The Claimant was employed as a cable technician responsible for installing cable and network services for his employer at customers’ homes and businesses. Claimant reported to work each day at Employer’s facility where he clocked in and picked up his assignments and equipment for the day. He then spent the rest of the work day traveling to and working at various customer locations. The Employer allowed Claimant to take the company vehicle home each night and use it to report to work in the mornings. Claimant was not allowed to have passengers in the vehicle, and he was not permitted to use the vehicle for any other purpose besides work. 

Claimant was injured while driving the company vehicle to Employer’s facility to get his work assignments for the day.
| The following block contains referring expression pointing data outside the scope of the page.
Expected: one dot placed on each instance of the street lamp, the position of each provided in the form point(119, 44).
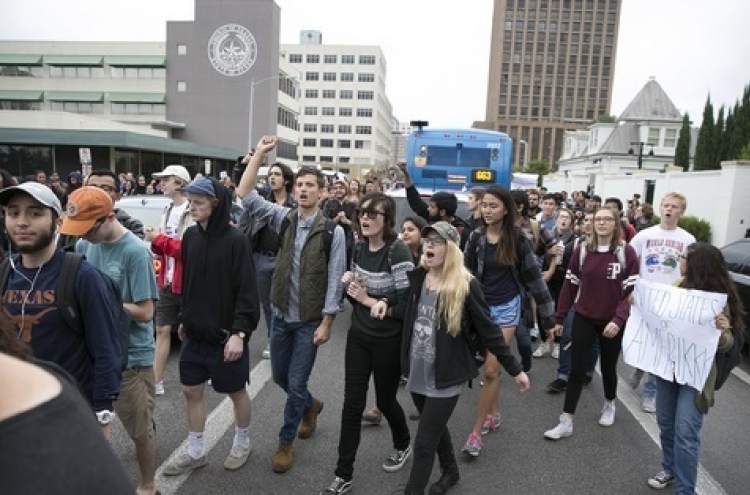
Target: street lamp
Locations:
point(525, 153)
point(640, 145)
point(254, 83)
He was injured in a single car accident which resulted in significant injuries and required life-flight transportation to the hospital.

Claimant filed a Claim Petition. Employer objected to the Claim Petition asserting that Claimant was not in the course of his employment at the time of his injury.

The Court noted that pursuant to the “going and coming rule,” injuries sustained while an employee is traveling to and from his place of employment are outside the course of employment; therefore, not compensable under the PA Workers’ Compensation Act. However, there are exceptions to the “going and coming rule.” The exceptions include:  1) the claimant’s employment contract includes transportation; 2) the claimant has no fixed place of work; 3) the claimant was on a special mission for the employer; and 4) the special circumstances are such that the claimant was furthering the business of the employer.

In a prior case, the Court stated that a cable technician is a traveling employee. Like our case, that claimant was a cable technician who was given a company van to drive to and from work, and he was prohibited from using for the vehicle for non-work purposes. That claimant also reported to office each day to pick up his paperwork, then traveled to customer’s locations, returning to the office to drop off paperwork. He was injured in an auto accident on the way to work. The Court determined he was a traveling employee as he was not in the office for more than 15 minutes a day. 

The Court stated our case was “factually indistinguishable” from the prior case. Therefore, the Court adopted reasoning in the prior case and found that our Claimant was a traveling employee with no fixed place of work, thus exempt from the going and coming rule. Our Claimant was entitled to the presumption that he was working for Defendant when driving from his house to office. The Commonwealth Court concluded our Claimant’s injury occurred during the course and scope of employment and was compensable under the Act.